[Tutor] min() & mutable sequences
dman
dsh8290@rit.edu
Fri, 21 Dec 2001 13:05:04 -0500
On Thu, Dec 20, 2001 at 01:43:27PM +0800, Andy W wrote:
| Hi people,
|
| First to give some background: I have a list of instances, each has an
| attributes "distance". I want to get the instance with the smallest
| distance.
|
| I have at present:-
|
| robots=[...] #The ... is a whole lot of instances :)
| closest=min([robot.distance for robot in robots])
|
| Okay, I now have the closest *distance*.
| Say more than one instance has the same distance, will min() return the
| first instance with that smallest distance? Because if that is so, I could
| then just get the related instance using:-
No. min() returns the smallest object in the list. In this case the
object is a number, not a robot.
| closest_index=[robot.distance for robot in robots].index(closest)
| #Yeah, I used that list comprehension twice, this is just for demonstration,
| though.
| closest_robot=robots[closest_index]
This could be done, but I think it is inefficient. How about defining
__lt__ in your class? Then you don't need to create separate lists
using the distances.
| Is there a better way to do it?
|
| I guess I could iterate over the list, and keep a smallest distance variable
| somewhere. I guess I've become somewhat of a list-comprehension-addict
| *grin*
This should do it :
m = robots[0]
d = m.distance
for r in robots[1:] :
if r.distance < d : m = r
print m
certainly there are other ways, though.
I'm kinda surprised that min() doesn't take a comparison function like
sort does.
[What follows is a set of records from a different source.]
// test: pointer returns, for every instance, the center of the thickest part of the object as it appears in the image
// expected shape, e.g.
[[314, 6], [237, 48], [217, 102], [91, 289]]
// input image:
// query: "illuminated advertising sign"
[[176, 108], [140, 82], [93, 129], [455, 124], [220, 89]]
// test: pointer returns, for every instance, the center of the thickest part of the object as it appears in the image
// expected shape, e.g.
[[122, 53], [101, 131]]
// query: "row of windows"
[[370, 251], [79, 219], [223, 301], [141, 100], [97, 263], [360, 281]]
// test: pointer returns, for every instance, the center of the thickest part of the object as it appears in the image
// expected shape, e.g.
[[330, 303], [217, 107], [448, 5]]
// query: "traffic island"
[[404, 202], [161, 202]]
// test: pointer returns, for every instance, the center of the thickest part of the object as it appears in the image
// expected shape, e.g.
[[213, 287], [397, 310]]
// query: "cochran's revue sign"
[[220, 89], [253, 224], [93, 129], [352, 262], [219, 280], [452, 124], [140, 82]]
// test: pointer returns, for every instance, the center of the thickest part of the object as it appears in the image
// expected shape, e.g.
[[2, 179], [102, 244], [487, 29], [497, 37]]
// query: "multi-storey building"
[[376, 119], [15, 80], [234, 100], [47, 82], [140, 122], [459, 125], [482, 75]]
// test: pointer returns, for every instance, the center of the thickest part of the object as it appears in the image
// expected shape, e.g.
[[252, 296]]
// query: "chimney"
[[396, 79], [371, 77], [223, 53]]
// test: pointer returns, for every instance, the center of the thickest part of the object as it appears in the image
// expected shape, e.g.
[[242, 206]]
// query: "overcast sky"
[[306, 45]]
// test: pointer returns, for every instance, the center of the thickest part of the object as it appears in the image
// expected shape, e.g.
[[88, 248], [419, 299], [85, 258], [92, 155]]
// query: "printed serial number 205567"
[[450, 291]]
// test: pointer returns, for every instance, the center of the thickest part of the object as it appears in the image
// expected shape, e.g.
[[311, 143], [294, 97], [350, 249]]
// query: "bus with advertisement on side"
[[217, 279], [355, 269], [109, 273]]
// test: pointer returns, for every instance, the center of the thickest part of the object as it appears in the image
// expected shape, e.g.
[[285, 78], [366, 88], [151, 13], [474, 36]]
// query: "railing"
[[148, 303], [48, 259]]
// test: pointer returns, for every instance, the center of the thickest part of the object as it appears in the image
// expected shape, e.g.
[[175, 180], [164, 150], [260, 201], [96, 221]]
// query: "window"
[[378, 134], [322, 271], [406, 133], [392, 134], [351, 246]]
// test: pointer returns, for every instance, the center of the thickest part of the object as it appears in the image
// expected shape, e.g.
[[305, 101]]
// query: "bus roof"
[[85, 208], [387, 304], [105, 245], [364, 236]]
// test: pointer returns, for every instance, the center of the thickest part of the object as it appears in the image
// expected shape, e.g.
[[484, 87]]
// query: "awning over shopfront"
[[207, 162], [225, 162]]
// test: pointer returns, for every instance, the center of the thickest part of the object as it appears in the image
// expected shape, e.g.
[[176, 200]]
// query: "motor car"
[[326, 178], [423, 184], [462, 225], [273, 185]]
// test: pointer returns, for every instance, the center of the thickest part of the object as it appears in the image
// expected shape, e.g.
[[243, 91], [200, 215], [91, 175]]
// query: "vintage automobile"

Say, I just thought of :
robots.sort( lamda a , b : a.distance < b.distance )
print robots[0]
If you sort it, the minimum will be the first element in the list :-).
-D
--
If your company is not involved in something called "ISO 9000" you
probably have no idea what it is. If your company _is_ involved in ISO
9000 then you definitely have no idea what it is.